Starship Troopers Fans (me) Are Unhinged
Every so often, my doom scrolling uncovers a new man that has a similar enthusiasm, to mine, of the 1997 film Starship Troopers, yet has the opposite takeaway from the film's message. These men are many, but have the same personality and worldview, and I can't help but see them as one person, diametrically opposed to me on some spectrum of Verhoeven film analysis. A nemesis. A shadow version of myself.
I am sure I did not understand this film upon first viewing circa 97-98; I was about ten years old.

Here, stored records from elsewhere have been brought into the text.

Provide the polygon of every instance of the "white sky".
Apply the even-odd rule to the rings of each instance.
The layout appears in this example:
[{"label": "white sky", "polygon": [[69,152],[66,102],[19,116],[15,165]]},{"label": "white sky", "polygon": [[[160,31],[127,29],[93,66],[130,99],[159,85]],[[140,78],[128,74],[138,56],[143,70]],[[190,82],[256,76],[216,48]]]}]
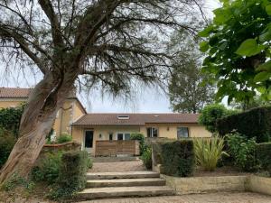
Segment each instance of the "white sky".
[{"label": "white sky", "polygon": [[[204,8],[211,17],[211,11],[220,6],[218,0],[206,0]],[[15,71],[9,74],[5,67],[0,61],[0,87],[33,87],[40,77],[33,77],[31,72],[24,75],[16,74]],[[20,71],[22,73],[22,71]],[[169,98],[159,88],[142,88],[136,89],[136,94],[131,99],[113,99],[110,96],[102,96],[98,91],[93,91],[87,95],[84,92],[78,94],[79,98],[87,108],[88,112],[120,113],[166,113],[171,112]]]}]

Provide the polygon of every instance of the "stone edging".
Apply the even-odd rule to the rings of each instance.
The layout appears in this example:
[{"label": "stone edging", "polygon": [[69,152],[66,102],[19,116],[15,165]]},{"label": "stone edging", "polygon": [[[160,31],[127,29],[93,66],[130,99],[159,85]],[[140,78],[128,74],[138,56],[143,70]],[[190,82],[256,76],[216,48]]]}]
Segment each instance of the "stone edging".
[{"label": "stone edging", "polygon": [[211,191],[253,191],[271,195],[271,178],[255,175],[178,178],[161,174],[161,177],[177,195]]}]

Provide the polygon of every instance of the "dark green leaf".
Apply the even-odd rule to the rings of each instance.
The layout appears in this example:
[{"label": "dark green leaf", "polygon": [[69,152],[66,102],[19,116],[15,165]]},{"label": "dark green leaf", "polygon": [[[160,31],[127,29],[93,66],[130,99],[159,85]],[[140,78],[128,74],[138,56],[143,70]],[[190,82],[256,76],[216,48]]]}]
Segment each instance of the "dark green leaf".
[{"label": "dark green leaf", "polygon": [[258,54],[265,48],[264,45],[257,44],[255,39],[248,39],[241,43],[235,53],[250,57]]},{"label": "dark green leaf", "polygon": [[271,73],[264,71],[257,74],[256,77],[254,78],[254,81],[262,82],[269,79],[270,78],[271,78]]}]

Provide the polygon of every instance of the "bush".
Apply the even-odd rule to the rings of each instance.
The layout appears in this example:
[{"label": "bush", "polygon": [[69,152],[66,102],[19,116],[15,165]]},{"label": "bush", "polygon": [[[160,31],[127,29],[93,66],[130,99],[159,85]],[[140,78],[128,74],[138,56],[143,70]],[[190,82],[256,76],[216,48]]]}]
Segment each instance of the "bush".
[{"label": "bush", "polygon": [[72,137],[70,134],[61,134],[58,138],[57,138],[57,143],[69,143],[72,141]]},{"label": "bush", "polygon": [[134,133],[134,134],[131,134],[130,139],[139,141],[140,155],[142,155],[143,152],[145,152],[145,148],[146,148],[146,146],[145,144],[145,136],[144,136],[144,134],[142,134],[140,133]]},{"label": "bush", "polygon": [[258,163],[255,156],[257,146],[255,138],[248,140],[238,133],[229,134],[227,135],[227,143],[236,166],[246,171],[257,170]]},{"label": "bush", "polygon": [[25,104],[22,104],[17,107],[7,107],[0,109],[0,127],[5,128],[17,137],[19,134],[19,126],[21,117]]},{"label": "bush", "polygon": [[228,110],[223,105],[208,105],[203,108],[199,117],[199,123],[204,125],[210,133],[215,133],[217,132],[217,120],[234,113],[235,111]]},{"label": "bush", "polygon": [[48,152],[41,159],[38,166],[32,170],[32,178],[35,181],[45,181],[49,184],[57,181],[61,166],[62,152]]},{"label": "bush", "polygon": [[224,139],[218,136],[210,139],[194,138],[193,143],[197,163],[205,171],[214,171],[218,161],[225,153]]},{"label": "bush", "polygon": [[11,132],[0,128],[0,168],[5,163],[15,143],[15,137]]},{"label": "bush", "polygon": [[144,152],[142,153],[141,159],[146,169],[152,169],[152,167],[153,167],[152,149],[150,147],[147,147],[144,151]]},{"label": "bush", "polygon": [[248,139],[256,137],[257,143],[270,140],[271,106],[254,108],[240,114],[218,120],[217,128],[220,135],[236,131]]},{"label": "bush", "polygon": [[59,178],[49,197],[53,199],[73,197],[85,188],[89,154],[85,151],[63,152]]},{"label": "bush", "polygon": [[161,144],[163,172],[171,176],[191,176],[195,166],[193,142],[179,140]]},{"label": "bush", "polygon": [[271,175],[271,143],[257,143],[256,146],[256,157],[261,169],[269,171]]}]

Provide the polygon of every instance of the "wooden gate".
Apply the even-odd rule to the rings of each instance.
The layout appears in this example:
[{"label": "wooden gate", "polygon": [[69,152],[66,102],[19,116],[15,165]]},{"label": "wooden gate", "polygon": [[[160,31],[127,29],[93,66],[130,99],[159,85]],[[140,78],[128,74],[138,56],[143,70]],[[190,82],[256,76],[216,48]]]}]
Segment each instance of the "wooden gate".
[{"label": "wooden gate", "polygon": [[137,140],[96,141],[95,156],[117,156],[117,154],[139,155]]}]

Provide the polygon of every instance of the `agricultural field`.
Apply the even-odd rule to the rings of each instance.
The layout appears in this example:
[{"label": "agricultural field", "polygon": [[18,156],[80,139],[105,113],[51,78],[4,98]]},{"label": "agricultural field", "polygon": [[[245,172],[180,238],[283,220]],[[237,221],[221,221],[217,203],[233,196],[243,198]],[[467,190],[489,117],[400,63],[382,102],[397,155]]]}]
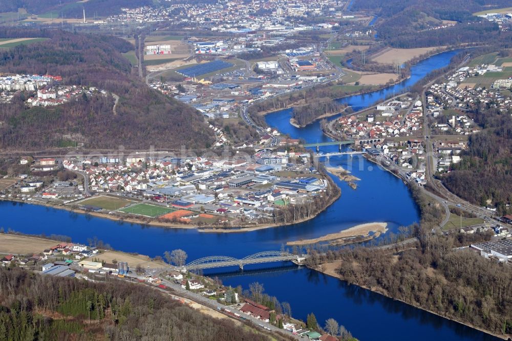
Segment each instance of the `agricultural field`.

The effects were good for the time, and it's an exciting action/creature movie for a ten year old; at the plot level, the cool, attractive young troopers were the heroes. Yay.
In high school, I turned on the movie* because I was starting to form opinions about politics and film (uh oh). At the tender age of 15ish I decided I could not stand the jingoism of the characters in this film. My understanding of Starship Troopers had somehow grown poorer. I mistook the film's portrayal of the explicit fascism of the United Citizen Federation for tacit approval. By the way, I would later have the same problem with 300, but that time I was right on the money.
I have been informed that the Arachnids (the bug monsters in the film and novel) are just bugs, and that the UCF is actually not fascist, but very chill. This reading necessitates ignoring a boatload of textual evidence in the film including, but not limited to: the UCF official news source FedNet (the only news source in the world, apparently) churning out satirical propaganda films, the "bug meteor" being the movie's Reichstag fire, the military uniforms being modeled after Nazi uniforms, etc.
Maybe more significant, and fascinating, the Arachnids are only bugs on the surface plot level; underneath, they almost perfectly mirror the infantry with their bug-like armor (complete with bug-like insignias) and their myriad of weaponry, and their hierarchal structure. But right wing enjoyers of Starship Troopers do not miss this symbolism because they are too dumb (well, not all of them do), they dismiss the implications of the symbolism and the intent of Verhoeven because the surface veneer of patriotism and military valor enters into wish fulfillment territory for them
This is my contribution to this discussion. Many others have talked about the film at length and what it means, but let me be the one to point out that these guys love the idea of the UCF so much, and so badly want to be Rico that the satire barely registers, because it would be so, so cool, man. I know. They told me so.
*"turned on" meaning I decided it was bad, but I suppose I also turned it on, meaning I played the movie on my TV. I didn't make it to be horny, though.